Actually, data suggests that despite the cult of the start up we face an ever increasing societal reliance on a small number of vast US based platform and technology businesses who will continue to grow exponentially due the power of network effects. Through this lens our economy is becoming more polarised and less diverse.
Many of our institutions certainly need shaking up but it’s important to all of us that they continue to exist and retain their relevance. The outsized impact of the pandemic on the UK economy and the struggle of the government to cope highlights that profound modernisation of our businesses and public sector should be a critical national priority.
The pandemic has uncovered underinvestment in mission critical technology and a shallowness at the heart of our approach to the fourth industrial revolution. This is reflected in both public and private sectors; what is the long-term strategy for the Government Digital Service? Why are online meetings described as digital transformation and how do you balance the noise about AI in our health sector given the more prosaic challenges faced by Track and Trace?
Consultants to the rescue?
At this point those of us in the consultancy industry should turn the mirror on ourselves. Most institutions of reasonable size rely on external partners for strategic advice and delivery expertise. The lack of preparedness by the UK’s largest institutions for the digital economy suggests that those partners have either failed to convince their clients of the need for fundamental change or were unaware of that need themselves.
When faced by uncertainty or fear there is a tendency for people and organisations to turn to the familiar or the safe. When it comes to digital business models, technology and data there is a risk that the shocks of the pandemic and Brexit will cause more institutions to turn back to those very companies whose advice has contributed to them being in this position in the first place.
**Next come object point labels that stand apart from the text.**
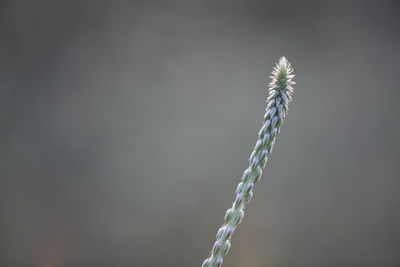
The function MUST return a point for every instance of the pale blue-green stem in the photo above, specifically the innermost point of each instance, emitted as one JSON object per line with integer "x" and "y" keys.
{"x": 280, "y": 94}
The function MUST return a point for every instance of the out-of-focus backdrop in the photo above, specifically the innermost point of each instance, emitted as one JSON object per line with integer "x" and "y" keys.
{"x": 125, "y": 127}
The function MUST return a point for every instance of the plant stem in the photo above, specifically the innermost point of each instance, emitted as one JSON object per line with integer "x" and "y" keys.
{"x": 280, "y": 94}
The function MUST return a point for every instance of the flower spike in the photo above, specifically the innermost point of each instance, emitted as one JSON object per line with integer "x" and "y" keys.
{"x": 280, "y": 94}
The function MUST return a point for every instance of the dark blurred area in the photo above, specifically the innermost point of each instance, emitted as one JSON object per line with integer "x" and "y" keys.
{"x": 125, "y": 127}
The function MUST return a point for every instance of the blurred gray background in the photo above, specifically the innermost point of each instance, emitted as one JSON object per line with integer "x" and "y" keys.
{"x": 125, "y": 128}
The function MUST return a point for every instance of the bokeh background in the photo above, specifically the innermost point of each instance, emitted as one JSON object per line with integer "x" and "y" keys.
{"x": 125, "y": 127}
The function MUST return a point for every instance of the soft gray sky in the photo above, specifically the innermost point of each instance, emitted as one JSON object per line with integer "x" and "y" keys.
{"x": 125, "y": 127}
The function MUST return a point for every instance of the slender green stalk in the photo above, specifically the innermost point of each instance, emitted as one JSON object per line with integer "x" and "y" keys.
{"x": 280, "y": 94}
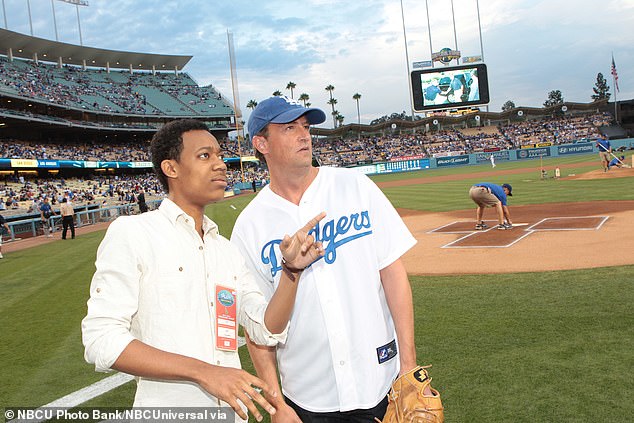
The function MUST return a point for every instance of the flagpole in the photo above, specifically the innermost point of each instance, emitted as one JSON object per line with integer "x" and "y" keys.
{"x": 615, "y": 81}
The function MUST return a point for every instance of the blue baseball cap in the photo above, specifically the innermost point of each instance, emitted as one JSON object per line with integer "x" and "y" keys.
{"x": 280, "y": 109}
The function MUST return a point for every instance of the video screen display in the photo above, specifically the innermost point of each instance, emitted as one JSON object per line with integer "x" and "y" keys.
{"x": 450, "y": 87}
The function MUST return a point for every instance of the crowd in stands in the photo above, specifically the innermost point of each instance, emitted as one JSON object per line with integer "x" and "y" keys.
{"x": 561, "y": 130}
{"x": 20, "y": 195}
{"x": 89, "y": 151}
{"x": 23, "y": 195}
{"x": 138, "y": 93}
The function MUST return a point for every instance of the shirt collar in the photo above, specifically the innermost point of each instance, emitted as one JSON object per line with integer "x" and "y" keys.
{"x": 171, "y": 210}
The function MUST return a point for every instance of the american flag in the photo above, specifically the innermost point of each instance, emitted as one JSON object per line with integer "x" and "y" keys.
{"x": 615, "y": 75}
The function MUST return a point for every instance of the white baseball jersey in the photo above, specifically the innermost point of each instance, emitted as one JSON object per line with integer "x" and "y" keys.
{"x": 341, "y": 348}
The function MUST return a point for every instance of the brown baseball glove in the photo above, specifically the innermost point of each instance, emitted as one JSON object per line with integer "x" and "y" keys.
{"x": 407, "y": 402}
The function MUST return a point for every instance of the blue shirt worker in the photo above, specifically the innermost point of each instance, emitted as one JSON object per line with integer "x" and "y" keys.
{"x": 485, "y": 194}
{"x": 618, "y": 162}
{"x": 603, "y": 144}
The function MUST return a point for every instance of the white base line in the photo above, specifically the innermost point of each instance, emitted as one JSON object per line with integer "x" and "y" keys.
{"x": 83, "y": 395}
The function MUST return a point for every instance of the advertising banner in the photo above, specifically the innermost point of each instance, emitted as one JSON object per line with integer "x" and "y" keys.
{"x": 404, "y": 166}
{"x": 452, "y": 161}
{"x": 533, "y": 153}
{"x": 48, "y": 164}
{"x": 499, "y": 155}
{"x": 587, "y": 147}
The large consulting firms and systems integrators do offer digital services – now. But they were late to the party and many have turned to acquisitions to expand technology and digital know-how, rather than being built around it in the first place. However good the digital talent you acquire or hire – if you make it work in a pre-digital culture and environment churn is often the result. Can those experts get to the place they need to be to give their clients the best support?
Foundry4
This need for a new style of external advice and delivery partner is why we built Foundry4. Individually we are differentiated, focused and highly specialised in our own technology or modern business discipline. But together we can offer clients the specialist advice and experience of SMEs whilst mitigating worries about scale, financial security and influence. There is a demand for this.
This isn’t just about having a preferred supplier list. I’m talking about conscious and careful pulling together of a network that can meet your needs and deliver partnership rather than projects. This requires time, focus, money and diligence. But what is on offer is nothing more than survival.
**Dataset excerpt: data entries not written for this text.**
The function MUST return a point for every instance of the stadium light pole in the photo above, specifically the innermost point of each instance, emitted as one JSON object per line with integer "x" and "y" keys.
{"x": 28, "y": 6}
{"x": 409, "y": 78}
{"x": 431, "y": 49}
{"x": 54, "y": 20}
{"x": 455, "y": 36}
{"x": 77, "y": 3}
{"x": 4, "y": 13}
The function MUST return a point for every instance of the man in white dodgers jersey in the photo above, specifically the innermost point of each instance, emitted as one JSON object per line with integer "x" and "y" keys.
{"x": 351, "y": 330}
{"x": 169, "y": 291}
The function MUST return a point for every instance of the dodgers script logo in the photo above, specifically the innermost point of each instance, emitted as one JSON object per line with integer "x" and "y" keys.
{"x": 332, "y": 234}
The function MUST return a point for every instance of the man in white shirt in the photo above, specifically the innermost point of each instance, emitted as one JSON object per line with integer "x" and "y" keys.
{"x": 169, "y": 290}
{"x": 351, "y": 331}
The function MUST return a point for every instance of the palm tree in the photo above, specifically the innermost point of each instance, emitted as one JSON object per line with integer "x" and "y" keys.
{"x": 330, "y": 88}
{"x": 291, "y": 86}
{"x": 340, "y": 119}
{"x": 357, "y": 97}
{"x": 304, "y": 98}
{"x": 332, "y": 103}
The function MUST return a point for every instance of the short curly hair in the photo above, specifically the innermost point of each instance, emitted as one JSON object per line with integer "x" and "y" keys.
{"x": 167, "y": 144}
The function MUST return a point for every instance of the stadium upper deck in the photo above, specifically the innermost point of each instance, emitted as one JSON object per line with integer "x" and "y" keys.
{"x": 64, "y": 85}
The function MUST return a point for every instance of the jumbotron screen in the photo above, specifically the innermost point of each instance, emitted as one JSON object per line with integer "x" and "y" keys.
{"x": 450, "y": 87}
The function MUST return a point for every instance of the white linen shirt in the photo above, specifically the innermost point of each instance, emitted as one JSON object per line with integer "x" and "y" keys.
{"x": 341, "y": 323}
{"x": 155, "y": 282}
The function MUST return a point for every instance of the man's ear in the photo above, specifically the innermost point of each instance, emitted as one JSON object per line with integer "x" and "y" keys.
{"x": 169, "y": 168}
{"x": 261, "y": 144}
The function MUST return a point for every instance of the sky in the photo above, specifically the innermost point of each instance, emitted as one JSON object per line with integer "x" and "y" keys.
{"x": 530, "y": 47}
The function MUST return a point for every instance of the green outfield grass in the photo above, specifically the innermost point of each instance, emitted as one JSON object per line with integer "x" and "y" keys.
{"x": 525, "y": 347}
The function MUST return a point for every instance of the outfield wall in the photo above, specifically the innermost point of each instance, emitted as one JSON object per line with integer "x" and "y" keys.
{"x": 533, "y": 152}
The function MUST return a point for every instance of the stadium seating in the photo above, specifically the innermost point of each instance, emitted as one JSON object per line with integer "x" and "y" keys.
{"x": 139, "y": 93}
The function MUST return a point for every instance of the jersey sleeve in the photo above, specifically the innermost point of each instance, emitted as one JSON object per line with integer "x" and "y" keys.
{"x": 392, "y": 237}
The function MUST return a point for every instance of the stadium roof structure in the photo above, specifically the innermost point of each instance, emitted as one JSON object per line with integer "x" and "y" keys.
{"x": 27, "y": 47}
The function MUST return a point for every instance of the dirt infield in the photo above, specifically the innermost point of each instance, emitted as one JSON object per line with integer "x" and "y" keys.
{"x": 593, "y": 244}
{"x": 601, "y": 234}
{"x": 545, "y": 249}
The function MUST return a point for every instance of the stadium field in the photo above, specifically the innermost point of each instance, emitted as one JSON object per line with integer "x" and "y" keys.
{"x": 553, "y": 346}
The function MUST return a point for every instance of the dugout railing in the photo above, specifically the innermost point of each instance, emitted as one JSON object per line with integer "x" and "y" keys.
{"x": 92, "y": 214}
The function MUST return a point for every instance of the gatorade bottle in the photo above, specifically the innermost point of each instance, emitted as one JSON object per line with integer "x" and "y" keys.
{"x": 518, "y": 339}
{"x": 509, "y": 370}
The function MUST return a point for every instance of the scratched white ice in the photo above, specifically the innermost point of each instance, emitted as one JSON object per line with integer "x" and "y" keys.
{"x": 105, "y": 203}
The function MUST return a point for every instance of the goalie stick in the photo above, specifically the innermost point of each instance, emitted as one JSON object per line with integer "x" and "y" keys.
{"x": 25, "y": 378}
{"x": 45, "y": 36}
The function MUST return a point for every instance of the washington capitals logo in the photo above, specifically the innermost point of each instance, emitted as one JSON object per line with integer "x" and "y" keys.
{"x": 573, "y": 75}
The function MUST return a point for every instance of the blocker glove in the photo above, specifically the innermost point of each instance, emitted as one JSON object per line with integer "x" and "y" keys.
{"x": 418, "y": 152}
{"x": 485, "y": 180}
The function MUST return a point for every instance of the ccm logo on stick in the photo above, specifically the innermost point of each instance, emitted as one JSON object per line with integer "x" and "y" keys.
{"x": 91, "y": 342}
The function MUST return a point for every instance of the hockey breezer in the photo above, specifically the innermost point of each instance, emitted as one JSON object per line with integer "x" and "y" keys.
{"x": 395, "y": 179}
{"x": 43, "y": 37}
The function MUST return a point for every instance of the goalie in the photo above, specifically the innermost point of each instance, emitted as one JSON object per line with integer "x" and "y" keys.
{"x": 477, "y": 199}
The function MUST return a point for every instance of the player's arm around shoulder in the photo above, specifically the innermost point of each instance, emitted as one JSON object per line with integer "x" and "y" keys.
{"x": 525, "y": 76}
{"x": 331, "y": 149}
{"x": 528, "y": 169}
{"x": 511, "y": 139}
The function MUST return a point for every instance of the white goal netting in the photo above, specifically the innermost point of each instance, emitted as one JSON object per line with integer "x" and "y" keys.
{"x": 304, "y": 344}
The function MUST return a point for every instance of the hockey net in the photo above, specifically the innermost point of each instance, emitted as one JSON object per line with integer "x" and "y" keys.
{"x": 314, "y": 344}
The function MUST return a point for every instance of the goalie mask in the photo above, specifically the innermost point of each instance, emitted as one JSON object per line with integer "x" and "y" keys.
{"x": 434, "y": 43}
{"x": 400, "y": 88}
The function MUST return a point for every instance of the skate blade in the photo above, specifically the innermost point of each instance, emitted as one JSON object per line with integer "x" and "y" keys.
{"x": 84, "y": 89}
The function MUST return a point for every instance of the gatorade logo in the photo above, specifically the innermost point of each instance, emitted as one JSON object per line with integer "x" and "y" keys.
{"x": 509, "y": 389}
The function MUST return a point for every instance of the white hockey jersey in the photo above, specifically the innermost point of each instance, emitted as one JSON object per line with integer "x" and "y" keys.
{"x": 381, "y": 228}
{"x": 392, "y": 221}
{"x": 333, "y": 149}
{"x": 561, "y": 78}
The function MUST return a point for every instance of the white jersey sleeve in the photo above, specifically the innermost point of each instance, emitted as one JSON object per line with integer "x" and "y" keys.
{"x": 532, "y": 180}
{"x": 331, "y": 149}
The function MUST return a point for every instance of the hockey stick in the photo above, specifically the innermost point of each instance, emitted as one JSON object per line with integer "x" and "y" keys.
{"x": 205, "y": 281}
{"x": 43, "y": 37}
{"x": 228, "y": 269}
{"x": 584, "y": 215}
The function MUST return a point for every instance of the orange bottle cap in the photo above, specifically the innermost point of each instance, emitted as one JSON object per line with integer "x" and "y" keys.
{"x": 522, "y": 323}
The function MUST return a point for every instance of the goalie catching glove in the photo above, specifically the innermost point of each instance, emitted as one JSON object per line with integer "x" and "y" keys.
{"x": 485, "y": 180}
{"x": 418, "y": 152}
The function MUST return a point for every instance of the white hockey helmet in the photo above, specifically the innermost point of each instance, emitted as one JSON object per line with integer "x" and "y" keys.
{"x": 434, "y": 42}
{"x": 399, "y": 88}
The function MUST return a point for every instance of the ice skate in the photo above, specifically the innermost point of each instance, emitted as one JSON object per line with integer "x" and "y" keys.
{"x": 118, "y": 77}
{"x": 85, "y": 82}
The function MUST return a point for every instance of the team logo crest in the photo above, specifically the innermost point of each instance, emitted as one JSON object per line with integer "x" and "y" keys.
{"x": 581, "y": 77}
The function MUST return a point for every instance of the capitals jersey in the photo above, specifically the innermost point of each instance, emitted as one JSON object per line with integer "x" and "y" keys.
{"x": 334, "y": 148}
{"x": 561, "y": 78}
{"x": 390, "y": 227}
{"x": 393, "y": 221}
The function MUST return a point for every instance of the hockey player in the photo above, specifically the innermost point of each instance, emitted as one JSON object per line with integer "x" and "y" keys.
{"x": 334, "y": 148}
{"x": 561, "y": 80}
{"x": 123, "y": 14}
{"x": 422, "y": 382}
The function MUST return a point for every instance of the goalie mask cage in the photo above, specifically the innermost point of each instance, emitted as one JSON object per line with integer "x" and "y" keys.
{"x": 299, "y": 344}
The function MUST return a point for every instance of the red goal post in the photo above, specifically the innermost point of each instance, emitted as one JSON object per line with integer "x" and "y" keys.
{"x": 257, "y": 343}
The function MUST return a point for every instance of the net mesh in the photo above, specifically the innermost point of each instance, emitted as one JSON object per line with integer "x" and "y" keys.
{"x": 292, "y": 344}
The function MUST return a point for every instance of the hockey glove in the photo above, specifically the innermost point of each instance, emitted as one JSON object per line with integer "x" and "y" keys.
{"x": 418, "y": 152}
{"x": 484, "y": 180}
As the economic fallout of Covid-19 becomes clearer and the importance of digital, technology and data becomes unarguable the combination of high consultancy fees and non-specialist expertise should look unattractive to institutions under desperate pressure to recover. Falling into the same consultancy trap of the last ten years as the UK pursues an economic recovery must be avoided. The country has an opportunity to activate a once-in-a-century reset.
If we are to emerge from the pandemic in a strong position, we must start by reforming the institutions and systems on which our recovery depends. Guiding them with genuine experts in design, modern technology and data will be vital.